According to statistics of 2012, there was a slow growth rate of 9.8%.[out of date] According to statistics from Nepal Tourism Board (NTB), a total of 598,204 foreign tourists entered the country via aerial route in 2012. The government of Nepal declared 2011 to be Nepal Tourism Year, and hoped to attract one million foreign tourists to the country during that year. The government of Nepal has also declared Lumbini Tourism Year 2012 to promote Lumbini. The government of Nepal has also recently declared Visit Nepal 2020 with the aim of bringing in two million tourists by 2020.
According to the statistics of 2017, most of the tourists comes to Nepal for observing the pilgrimage sites and heritages sites of the country i.e. 70.3%, then 34.5% visit for pleasure, 13.1% of them visit Nepal for mountaineering and trekking and remaining 18.0% of the tourists arrive for official activities, conferences, business etc.
The tourism industry of Nepal was affected after the destructive earthquake in 2015, by the series of earthquakes in 2015. In 2020, the tourism sector in Nepal collapsed due to the COVID-19 pandemic.
In 2007, the number of international tourists visiting Nepal was 526,705, which was an increase of 37.2% compared to the previous year. In 2008, the number of tourists decreased by 5% to 500,277. In 2018, the number of international tourists arrival was a record high of 1.7 million. Pokhara is one of the main tourist destinations in Nepal.
In 2008, 55.9% of the foreign visitors came from Asia (18.2% from India), while Western Europeans accounted for 27.5%, 7.6% were from North America, 3.2% from Australia and the Pacific Region, 2.6% from Eastern Europe, 1.5% from Central and South America, 0.3% from Africa and 1.4% from other countries.
According to Nepal's Ministry of Tourism, major tourist activities include wilderness and adventure activities such as mountain biking, bungee jumping, rock climbing and mountain climbing, trekking, hiking, bird watching, flights, paragliding and hot air ballooning over the mountains of Himalaya, exploring the waterways by raft, kayak or canoe and jungle safaris especially in the Terai region.

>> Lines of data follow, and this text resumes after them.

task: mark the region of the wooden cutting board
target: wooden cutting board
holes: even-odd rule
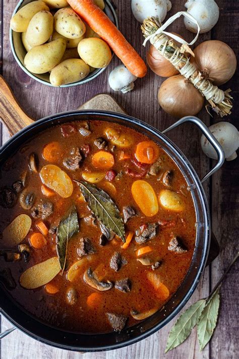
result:
[[[127,112],[114,99],[106,93],[100,93],[80,106],[78,110],[94,110],[111,111],[127,114]],[[16,99],[11,89],[0,76],[0,118],[6,125],[11,136],[34,122],[25,113]],[[218,255],[220,248],[213,234],[207,264],[211,263]]]

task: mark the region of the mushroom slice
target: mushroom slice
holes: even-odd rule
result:
[[[29,156],[29,167],[33,172],[38,172],[38,160],[35,153],[32,153]]]
[[[146,312],[143,312],[142,313],[139,313],[137,311],[131,309],[130,311],[130,314],[134,319],[136,319],[136,320],[143,320],[143,319],[146,319],[149,317],[151,317],[153,315],[153,314],[156,313],[158,310],[158,308],[153,308],[152,309],[150,309],[150,311],[146,311]]]
[[[148,257],[138,258],[137,261],[140,262],[143,266],[152,266],[154,264],[154,261]]]
[[[25,189],[19,196],[19,203],[24,210],[30,210],[35,201],[34,193],[28,192]]]
[[[100,292],[108,290],[113,287],[113,283],[109,281],[107,281],[107,282],[99,281],[98,278],[90,268],[85,272],[83,278],[84,280],[88,285]]]

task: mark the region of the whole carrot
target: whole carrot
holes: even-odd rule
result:
[[[93,0],[67,0],[72,9],[104,40],[129,71],[137,77],[147,73],[146,65],[119,30]]]

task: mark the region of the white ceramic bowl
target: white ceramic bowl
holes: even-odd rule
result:
[[[17,13],[18,10],[21,9],[21,8],[22,8],[27,4],[30,3],[32,1],[32,0],[20,0],[16,7],[13,15],[15,15],[16,13]],[[104,3],[105,4],[105,7],[104,9],[104,12],[109,17],[114,25],[118,28],[117,16],[114,8],[111,4],[110,0],[104,0]],[[43,83],[44,85],[48,85],[48,86],[52,86],[52,85],[50,83],[49,79],[49,74],[48,73],[39,75],[37,74],[33,74],[31,72],[30,72],[30,71],[29,71],[25,67],[24,58],[27,52],[22,41],[21,34],[21,32],[16,32],[16,31],[14,31],[10,29],[10,36],[11,47],[16,61],[21,68],[26,74],[30,76],[30,77],[32,77],[33,79],[34,79],[34,80],[36,80],[36,81],[38,81],[39,82]],[[89,74],[88,76],[81,81],[73,82],[72,83],[69,83],[67,84],[67,85],[62,85],[59,87],[70,87],[72,86],[82,85],[82,84],[88,82],[89,81],[91,81],[91,80],[93,80],[95,78],[95,77],[97,77],[100,74],[103,72],[105,69],[106,67],[103,69],[96,69],[94,70],[94,71]]]

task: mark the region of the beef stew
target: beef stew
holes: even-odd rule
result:
[[[84,188],[112,201],[123,231],[99,220]],[[95,120],[43,131],[4,164],[0,191],[1,249],[22,254],[7,263],[1,255],[1,273],[11,274],[16,300],[51,325],[121,330],[161,308],[189,268],[196,215],[186,180],[163,148],[134,130]],[[52,258],[37,278],[36,267]],[[32,268],[30,286],[41,285],[26,289]]]

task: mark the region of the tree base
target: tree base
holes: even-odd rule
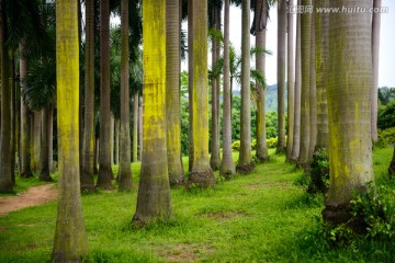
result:
[[[255,164],[252,162],[250,162],[248,164],[244,164],[244,165],[237,164],[237,167],[236,167],[236,171],[241,174],[249,174],[253,170],[255,170]]]
[[[191,172],[188,181],[188,187],[199,186],[201,188],[211,188],[215,185],[216,181],[212,170],[205,172]]]
[[[350,220],[350,204],[325,205],[325,209],[323,210],[323,218],[325,222],[328,222],[332,226],[339,226]]]

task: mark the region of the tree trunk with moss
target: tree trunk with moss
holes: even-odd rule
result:
[[[81,191],[94,192],[94,1],[86,0],[84,122]]]
[[[278,1],[278,146],[276,152],[285,151],[285,57],[286,57],[286,0]]]
[[[268,2],[257,0],[255,11],[256,46],[266,49],[267,23],[268,23]],[[256,68],[266,76],[264,54],[256,55]],[[267,129],[266,129],[266,88],[257,84],[257,158],[263,162],[269,159]]]
[[[132,190],[129,122],[128,0],[121,0],[121,145],[120,190]]]
[[[11,174],[11,90],[10,57],[5,47],[8,37],[4,0],[0,1],[0,58],[1,58],[1,141],[0,141],[0,193],[13,191]]]
[[[133,220],[172,216],[166,149],[166,1],[143,1],[144,117],[142,174]]]
[[[312,0],[302,0],[302,5],[312,5]],[[312,14],[301,14],[301,54],[302,54],[302,92],[301,92],[301,148],[298,163],[304,167],[308,161],[311,139],[309,84],[311,84],[311,42]]]
[[[21,91],[24,89],[24,79],[27,75],[27,59],[24,56],[25,42],[20,43],[20,83]],[[31,169],[31,112],[21,98],[21,178],[31,178],[33,172]]]
[[[294,7],[294,0],[289,1],[289,7]],[[292,160],[292,146],[294,136],[294,102],[295,102],[295,61],[294,61],[294,13],[287,12],[287,139],[286,160]]]
[[[180,1],[166,1],[166,137],[170,185],[183,183],[180,107]]]
[[[297,1],[301,5],[301,0]],[[294,135],[292,145],[292,161],[297,162],[301,149],[301,89],[302,89],[302,60],[301,60],[301,14],[296,14],[296,56],[295,56],[295,102],[294,102]]]
[[[110,112],[110,7],[100,1],[100,149],[97,186],[112,188]]]
[[[77,1],[56,1],[58,208],[52,262],[88,253],[79,183],[79,50]]]
[[[325,8],[328,0],[316,1],[315,7]],[[328,148],[328,107],[327,107],[327,70],[328,70],[328,21],[326,13],[315,13],[315,68],[317,91],[317,142],[315,149]]]
[[[371,0],[331,0],[330,7],[369,10]],[[350,217],[356,191],[373,181],[371,140],[372,49],[370,13],[330,13],[328,59],[329,192],[324,219]],[[350,62],[352,61],[352,62]]]
[[[193,1],[193,163],[190,184],[212,187],[215,178],[208,157],[207,2]]]
[[[232,178],[236,173],[232,155],[229,26],[229,0],[225,0],[223,158],[219,174],[226,179]]]
[[[241,1],[241,127],[240,155],[236,170],[247,174],[255,168],[251,153],[250,0]]]

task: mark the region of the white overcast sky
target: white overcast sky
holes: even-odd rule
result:
[[[382,7],[388,7],[388,13],[381,15],[379,87],[395,87],[395,0],[383,0]],[[268,84],[276,83],[276,7],[273,7],[270,10],[270,21],[267,33],[267,49],[272,52],[272,55],[268,55],[266,60],[266,78]],[[187,28],[185,23],[183,24],[183,28]],[[230,42],[236,47],[236,50],[240,52],[241,9],[234,5],[230,5]],[[251,46],[252,45],[255,45],[253,36],[251,36]],[[211,56],[208,56],[208,59]],[[251,62],[251,67],[255,67],[255,62]],[[182,64],[182,69],[188,69],[187,61]]]

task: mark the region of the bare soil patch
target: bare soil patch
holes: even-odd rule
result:
[[[42,205],[57,198],[55,184],[44,184],[31,187],[27,192],[11,197],[0,197],[0,216],[5,216],[10,211],[20,210],[30,206]]]

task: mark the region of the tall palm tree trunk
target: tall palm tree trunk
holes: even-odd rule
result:
[[[190,183],[212,187],[215,178],[208,157],[208,90],[207,90],[207,1],[193,1],[193,164]]]
[[[77,15],[77,1],[56,1],[59,193],[52,262],[79,262],[88,253],[79,183]]]
[[[328,0],[316,1],[315,7],[325,8]],[[315,68],[317,89],[317,144],[316,150],[328,148],[328,107],[327,107],[327,70],[328,70],[328,21],[326,13],[315,13]]]
[[[331,7],[372,8],[371,0],[331,0]],[[328,59],[329,192],[324,219],[350,217],[350,201],[373,181],[370,13],[330,13]],[[352,61],[352,62],[350,62]]]
[[[373,0],[374,10],[380,10],[381,0]],[[377,89],[379,89],[379,52],[380,52],[381,13],[374,12],[372,18],[372,61],[373,61],[373,89],[372,89],[372,140],[377,141]]]
[[[129,122],[128,0],[121,1],[121,134],[120,190],[132,190]]]
[[[297,0],[301,5],[301,0]],[[294,136],[292,145],[292,161],[297,162],[301,149],[301,90],[302,90],[302,60],[301,60],[301,14],[296,14],[296,57],[295,57],[295,102],[294,102]]]
[[[112,188],[110,112],[110,7],[100,1],[100,149],[97,186]]]
[[[294,7],[294,0],[289,1],[289,7]],[[294,102],[295,102],[295,61],[294,61],[294,13],[287,13],[287,139],[286,160],[292,159],[292,146],[294,136]]]
[[[86,0],[84,122],[81,191],[94,192],[94,0]]]
[[[0,58],[1,58],[1,139],[0,139],[0,193],[13,191],[11,175],[11,90],[10,58],[5,47],[8,37],[4,0],[0,1]]]
[[[24,79],[27,73],[27,59],[24,55],[24,41],[20,43],[20,83],[21,91],[24,89]],[[21,178],[33,176],[31,169],[31,112],[21,98]]]
[[[312,1],[314,5],[316,1]],[[313,158],[313,153],[317,144],[317,89],[316,89],[316,66],[315,66],[315,28],[314,15],[312,15],[312,35],[311,35],[311,75],[309,75],[309,123],[311,138],[308,145],[308,158]]]
[[[278,1],[278,117],[279,141],[276,152],[285,150],[285,48],[286,47],[286,0]]]
[[[166,138],[170,185],[183,183],[180,112],[179,0],[166,1]]]
[[[266,49],[266,26],[268,15],[268,2],[266,0],[257,0],[255,12],[255,30],[256,30],[256,46]],[[264,54],[258,53],[256,55],[256,68],[263,76],[266,76],[266,57]],[[257,158],[263,162],[269,159],[267,130],[266,130],[266,89],[259,84],[258,100],[257,100]]]
[[[229,0],[225,0],[223,158],[219,174],[226,179],[232,178],[236,172],[235,162],[232,156],[229,15]]]
[[[302,0],[302,5],[312,5],[312,0]],[[308,161],[311,139],[309,84],[311,84],[311,41],[312,14],[301,14],[301,53],[302,53],[302,92],[301,92],[301,148],[298,163],[304,167]]]
[[[250,99],[250,0],[241,1],[241,113],[240,155],[236,170],[250,173],[255,165],[251,153],[251,99]]]
[[[166,1],[143,1],[144,118],[142,174],[134,221],[172,216],[166,149]]]

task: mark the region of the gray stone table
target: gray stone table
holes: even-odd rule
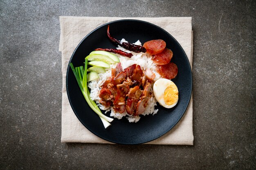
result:
[[[256,1],[0,0],[0,169],[255,169]],[[193,146],[61,143],[61,15],[192,17]]]

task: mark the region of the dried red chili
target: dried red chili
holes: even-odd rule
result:
[[[114,52],[114,53],[118,54],[123,56],[131,58],[132,56],[132,54],[128,53],[128,52],[125,52],[121,50],[117,50],[115,48],[97,48],[94,50],[95,51],[102,50],[107,51],[110,52]]]
[[[109,33],[109,25],[108,26],[108,30],[107,31],[107,34],[108,37],[113,42],[117,44],[122,47],[129,50],[129,51],[133,51],[135,52],[146,52],[147,50],[145,48],[142,46],[138,46],[137,45],[132,44],[121,42],[117,40],[115,38],[112,37]]]

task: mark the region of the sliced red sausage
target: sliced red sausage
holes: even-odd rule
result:
[[[163,51],[166,46],[166,43],[162,39],[154,39],[144,43],[143,47],[147,50],[147,52],[153,55]]]
[[[152,60],[155,64],[164,65],[170,63],[173,57],[173,52],[171,50],[165,48],[162,52],[154,55]]]
[[[157,72],[163,78],[170,79],[177,75],[178,68],[176,64],[170,62],[164,65],[158,65]]]

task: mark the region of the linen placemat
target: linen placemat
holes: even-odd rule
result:
[[[74,50],[91,31],[106,23],[122,19],[139,20],[150,22],[171,34],[185,51],[192,67],[193,32],[191,17],[117,17],[60,16],[60,51],[62,54],[62,105],[61,142],[112,144],[88,130],[80,122],[69,103],[66,89],[67,65]],[[193,144],[193,104],[191,97],[188,109],[179,122],[167,133],[148,144]]]

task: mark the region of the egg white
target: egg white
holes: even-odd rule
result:
[[[164,91],[166,88],[172,84],[176,86],[175,84],[169,79],[159,78],[155,82],[153,86],[153,92],[156,99],[160,105],[166,108],[171,108],[174,107],[177,104],[179,100],[178,98],[177,102],[171,105],[167,105],[164,101]]]

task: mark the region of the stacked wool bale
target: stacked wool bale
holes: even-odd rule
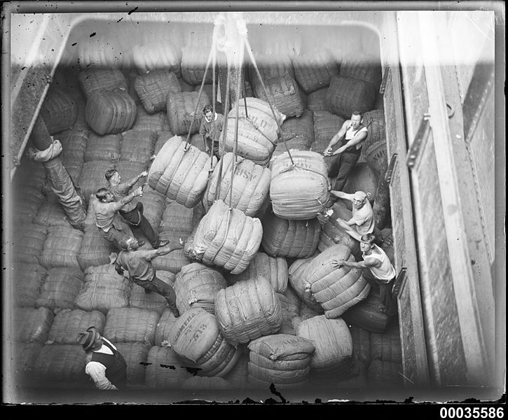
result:
[[[224,377],[240,357],[240,351],[221,333],[215,316],[201,308],[181,314],[171,328],[170,342],[200,376]]]
[[[249,343],[249,382],[263,388],[305,385],[315,349],[309,340],[287,334],[261,337]]]

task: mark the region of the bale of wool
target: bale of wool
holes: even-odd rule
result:
[[[173,323],[170,332],[172,349],[202,376],[224,377],[233,368],[240,351],[221,334],[217,320],[200,308],[193,308]]]
[[[312,370],[317,374],[333,372],[337,379],[350,370],[352,339],[343,319],[314,316],[302,321],[298,335],[310,340],[315,347],[310,358]]]
[[[256,255],[262,236],[259,219],[229,209],[219,200],[198,225],[189,250],[191,259],[238,274]]]
[[[219,290],[215,314],[222,335],[233,345],[273,334],[282,323],[280,302],[261,276]]]
[[[217,270],[199,262],[181,267],[174,281],[177,307],[180,314],[191,308],[215,313],[215,296],[227,287],[224,276]]]
[[[122,133],[120,161],[135,162],[148,167],[157,136],[153,132],[130,130]],[[125,178],[125,177],[124,177]]]
[[[253,217],[268,196],[270,169],[241,156],[235,159],[229,152],[222,160],[221,164],[215,167],[208,182],[203,197],[205,209],[210,209],[216,200],[229,203],[231,197],[231,207]]]
[[[142,342],[153,346],[159,314],[139,308],[111,308],[106,316],[104,335],[114,343]]]
[[[321,227],[317,218],[289,220],[267,211],[261,223],[261,244],[269,255],[305,258],[312,255],[317,247]]]
[[[39,264],[15,262],[11,273],[16,305],[34,307],[48,272]]]
[[[325,48],[300,53],[293,58],[293,67],[296,81],[307,93],[326,88],[338,74],[337,63]]]
[[[151,346],[137,342],[115,343],[115,346],[127,363],[128,388],[144,386],[146,360]]]
[[[39,256],[41,265],[49,270],[69,267],[79,270],[78,254],[83,232],[64,226],[51,226]]]
[[[256,164],[266,166],[280,133],[279,127],[286,115],[276,108],[273,112],[270,104],[257,98],[246,98],[247,111],[242,99],[238,107],[238,133],[235,135],[235,120],[237,116],[236,102],[228,114],[226,136],[221,136],[219,145],[224,152],[234,151],[237,143],[237,153]],[[275,115],[274,115],[275,114]]]
[[[41,116],[53,135],[72,127],[77,116],[76,104],[69,92],[50,87],[42,103]]]
[[[327,111],[327,92],[328,87],[322,88],[307,95],[307,109],[311,112]]]
[[[136,102],[125,90],[94,92],[86,102],[85,118],[100,135],[121,133],[136,120]]]
[[[92,69],[78,74],[80,85],[88,99],[95,92],[109,92],[118,88],[127,90],[127,80],[118,69]]]
[[[390,319],[385,314],[377,288],[371,288],[366,299],[348,309],[342,317],[350,325],[357,326],[370,331],[382,334],[386,330]]]
[[[17,342],[45,343],[53,321],[53,312],[45,307],[15,308],[11,331]]]
[[[84,161],[105,160],[117,162],[120,160],[121,141],[121,134],[99,136],[90,132],[83,156]]]
[[[354,262],[355,258],[346,246],[334,245],[315,257],[302,274],[306,288],[310,290],[327,318],[341,316],[371,290],[361,270],[337,268],[332,262],[335,260]]]
[[[166,102],[166,112],[171,131],[177,136],[186,136],[189,130],[191,134],[197,133],[202,120],[201,111],[210,103],[204,92],[201,92],[201,97],[193,91],[170,93]]]
[[[373,109],[376,89],[369,83],[352,78],[334,76],[327,92],[327,109],[344,118],[351,113],[364,113]]]
[[[46,307],[53,312],[74,308],[74,300],[81,289],[84,275],[79,267],[59,267],[48,271],[35,301],[35,307]]]
[[[323,157],[306,150],[285,152],[273,161],[270,199],[273,213],[287,220],[308,220],[324,209],[330,197]]]
[[[252,66],[249,68],[254,96],[269,102],[288,117],[299,117],[303,112],[305,105],[294,78],[291,61],[285,57],[276,61],[264,59],[263,57],[259,58],[259,70],[262,82],[255,69]],[[263,89],[263,84],[266,94]]]
[[[13,238],[13,257],[18,262],[39,263],[39,257],[48,234],[46,226],[25,223],[16,228]]]
[[[84,311],[97,309],[107,314],[111,308],[129,304],[130,281],[119,275],[113,265],[89,267],[84,273],[85,281],[74,301],[76,307]]]
[[[146,358],[145,385],[152,389],[179,389],[192,374],[171,347],[153,346]]]
[[[280,257],[272,257],[259,252],[251,260],[245,270],[239,274],[226,274],[230,285],[238,281],[255,279],[261,276],[270,281],[273,290],[284,293],[287,288],[287,262]]]
[[[143,108],[150,114],[166,111],[167,95],[181,92],[177,75],[167,69],[139,76],[134,85]]]
[[[151,188],[191,208],[201,199],[208,182],[208,155],[174,136],[167,141],[150,167]],[[214,160],[215,162],[217,162]]]

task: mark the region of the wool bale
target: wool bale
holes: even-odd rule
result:
[[[19,307],[34,307],[48,272],[39,264],[15,262],[12,267],[13,291]]]
[[[62,309],[55,316],[48,336],[48,344],[75,344],[79,333],[95,327],[100,334],[106,324],[106,316],[99,311]]]
[[[76,307],[84,311],[97,309],[107,314],[111,308],[129,304],[130,281],[119,275],[113,265],[89,267],[84,273],[85,281],[74,301]]]
[[[171,347],[153,346],[146,358],[145,385],[155,389],[179,389],[192,374]]]
[[[181,92],[177,75],[166,69],[156,70],[137,77],[135,89],[143,108],[150,114],[165,111],[167,95]]]
[[[351,118],[357,111],[364,113],[373,109],[376,89],[369,83],[352,78],[334,76],[327,92],[327,109],[344,118]]]
[[[205,92],[201,93],[199,100],[197,92],[170,93],[166,102],[166,112],[171,131],[177,136],[186,136],[189,130],[191,134],[197,133],[202,119],[201,111],[210,103]]]
[[[226,153],[222,160],[222,164],[219,162],[215,167],[208,182],[203,197],[205,209],[209,209],[216,200],[229,203],[231,195],[231,207],[253,217],[268,196],[270,169],[241,156],[235,159],[232,153]]]
[[[265,213],[261,223],[261,244],[269,255],[305,258],[312,255],[317,247],[321,227],[317,218],[289,220],[270,211]]]
[[[286,57],[276,61],[268,57],[259,58],[259,70],[263,81],[252,66],[249,69],[254,96],[269,102],[288,117],[299,117],[303,112],[305,105],[294,78],[291,61]],[[266,90],[266,94],[262,83]]]
[[[87,99],[95,92],[128,88],[125,76],[118,69],[95,68],[85,70],[78,74],[78,80]]]
[[[39,263],[39,257],[48,234],[46,226],[25,223],[16,228],[13,238],[13,256],[18,262]]]
[[[78,254],[83,232],[64,226],[51,226],[39,256],[41,265],[49,270],[55,267],[79,269]]]
[[[150,346],[145,343],[115,343],[116,349],[127,363],[128,388],[144,386],[146,360]]]
[[[246,98],[247,111],[243,100],[240,99],[238,107],[238,133],[235,135],[235,120],[237,115],[236,103],[228,114],[226,138],[221,136],[219,145],[224,153],[234,151],[237,143],[237,153],[257,164],[266,166],[277,145],[280,132],[279,127],[286,115],[270,108],[270,104],[256,98]]]
[[[337,63],[325,48],[300,53],[293,59],[293,67],[296,81],[307,93],[328,86],[338,74]]]
[[[199,262],[185,265],[174,281],[178,310],[183,314],[191,308],[202,308],[214,314],[215,296],[227,286],[224,276],[217,270]]]
[[[302,274],[306,288],[324,309],[327,318],[337,318],[365,299],[371,286],[362,276],[362,270],[334,267],[334,260],[355,261],[345,245],[331,246],[315,257]]]
[[[53,314],[48,308],[15,308],[11,330],[16,342],[45,343],[53,321]]]
[[[201,219],[189,251],[193,260],[238,274],[258,251],[262,236],[259,219],[219,200]]]
[[[240,357],[239,351],[221,334],[216,317],[200,308],[189,309],[174,321],[170,342],[202,376],[224,377]]]
[[[167,141],[150,167],[148,183],[153,190],[186,207],[195,206],[208,182],[208,156],[174,136]]]
[[[330,185],[323,157],[294,150],[273,161],[270,199],[273,213],[288,220],[308,220],[324,209]]]
[[[284,293],[287,288],[287,262],[284,258],[272,257],[265,253],[257,253],[251,260],[245,271],[239,274],[226,274],[230,284],[254,279],[257,276],[270,281],[273,290]]]
[[[53,311],[74,308],[74,300],[81,289],[84,275],[79,267],[59,267],[48,271],[35,301],[35,307],[46,307]]]
[[[352,339],[341,318],[329,318],[324,315],[303,321],[298,335],[314,344],[310,369],[316,373],[334,372],[338,379],[350,370],[352,362]]]
[[[273,334],[282,322],[280,302],[261,276],[219,290],[215,314],[222,335],[233,345]]]
[[[85,118],[97,134],[116,134],[132,127],[137,111],[136,102],[125,90],[94,92],[86,102]]]

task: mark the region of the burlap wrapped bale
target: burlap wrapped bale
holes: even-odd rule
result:
[[[233,368],[240,351],[221,334],[214,315],[193,308],[180,315],[170,332],[174,351],[200,376],[224,377]]]
[[[310,358],[310,369],[315,373],[330,374],[338,379],[349,373],[352,362],[352,339],[341,318],[324,315],[302,321],[298,335],[312,342],[315,351]]]
[[[41,107],[41,116],[50,134],[72,127],[77,115],[76,102],[67,92],[50,87]]]
[[[159,314],[139,308],[111,308],[106,316],[104,335],[114,343],[142,342],[153,346]]]
[[[125,90],[94,92],[86,102],[85,118],[97,134],[116,134],[132,127],[137,111],[136,102]]]
[[[166,112],[170,121],[170,128],[176,135],[185,135],[197,133],[202,119],[202,108],[210,104],[206,93],[201,93],[198,101],[197,92],[171,92],[167,95]],[[198,112],[194,113],[196,110]]]
[[[310,289],[327,318],[340,316],[365,299],[371,290],[361,270],[334,267],[334,260],[354,262],[355,258],[345,245],[334,245],[315,257],[302,274],[306,288]]]
[[[49,270],[69,267],[79,270],[78,254],[81,247],[83,232],[64,226],[52,226],[48,230],[39,257],[41,265]]]
[[[233,345],[273,334],[282,322],[280,302],[261,276],[219,290],[215,314],[222,335]]]
[[[11,272],[15,303],[34,307],[48,272],[39,264],[15,262]]]
[[[45,343],[53,321],[53,312],[45,307],[15,308],[12,316],[16,342]]]
[[[270,169],[240,156],[235,160],[232,153],[226,153],[222,159],[222,171],[219,162],[208,182],[203,197],[205,209],[210,209],[216,200],[229,204],[231,195],[233,209],[241,210],[251,217],[255,216],[268,196]],[[233,176],[232,167],[234,167]]]
[[[153,190],[191,208],[200,200],[208,182],[208,155],[174,136],[157,154],[148,174]],[[215,162],[217,160],[215,160]]]
[[[98,310],[107,314],[111,308],[125,307],[129,304],[130,281],[119,275],[111,265],[89,267],[85,281],[76,297],[76,307],[84,311]]]
[[[227,286],[217,270],[199,262],[185,265],[174,281],[178,310],[183,314],[191,308],[201,308],[214,314],[215,296]]]
[[[237,139],[236,152],[239,155],[257,164],[266,166],[277,145],[280,132],[279,125],[284,122],[286,115],[276,108],[273,108],[273,113],[268,102],[256,98],[246,98],[246,115],[244,101],[240,101],[238,139],[235,135],[237,115],[235,103],[228,114],[226,139],[221,136],[221,150],[224,148],[224,152],[233,152]]]
[[[328,111],[348,119],[355,111],[364,113],[372,110],[375,99],[376,89],[369,83],[334,76],[328,88],[325,102]]]
[[[26,223],[17,227],[13,238],[14,261],[39,264],[47,234],[48,229],[41,225]]]
[[[90,132],[83,156],[84,161],[105,160],[117,162],[120,159],[121,141],[121,134],[99,136]]]
[[[324,48],[300,53],[293,59],[294,76],[304,92],[310,93],[326,88],[338,66],[330,52]]]
[[[145,385],[155,389],[179,389],[192,374],[171,347],[153,346],[146,358]]]
[[[165,111],[167,95],[181,92],[177,75],[169,70],[157,70],[137,77],[135,89],[144,110],[151,114]]]
[[[258,251],[262,236],[259,219],[230,209],[219,200],[199,223],[190,250],[191,259],[238,274]]]
[[[106,324],[106,316],[99,311],[62,309],[53,319],[46,344],[76,344],[79,333],[95,327],[100,334]]]
[[[35,307],[46,307],[56,312],[74,309],[74,300],[81,289],[84,275],[79,267],[60,267],[48,271],[35,301]]]
[[[259,252],[251,260],[245,271],[239,274],[226,274],[226,279],[231,284],[255,279],[261,276],[272,285],[277,293],[284,293],[287,288],[287,262],[284,258],[272,257],[265,253]]]
[[[289,220],[267,211],[263,223],[263,250],[273,257],[305,258],[316,251],[320,225],[317,218]]]
[[[273,213],[287,220],[316,217],[330,197],[327,169],[315,152],[294,150],[273,161],[270,198]]]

The majority religion in Nepal is Hinduism, and the Pashupatinath Temple, the world's largest temple of Shiva, located in Kathmandu, attracts many pilgrims and tourists. Other Hindu pilgrimage sites include the temple complex in Swargadwari in the Pyuthan district; Janaki Mandir in Janakpurdham in Mithila region; Lake Gosainkunda near Dhunche; the temples at Devghat; Manakamana temple in the Gorkha District; Pathibhara near Phungling; and Mahamrityunjaya Shivasan Nepal in Palpa District where the biggest metallic idol of Lord Shiva is located.
Buddhism is the largest minority religion. The World Heritage site at Lumbini, which is traditionally considered to be the birthplace of Gautama Buddha, is an important pilgrimage site. Another prominent Buddhist site is Swayambhunath, the Monkey Temple, in Kathmandu.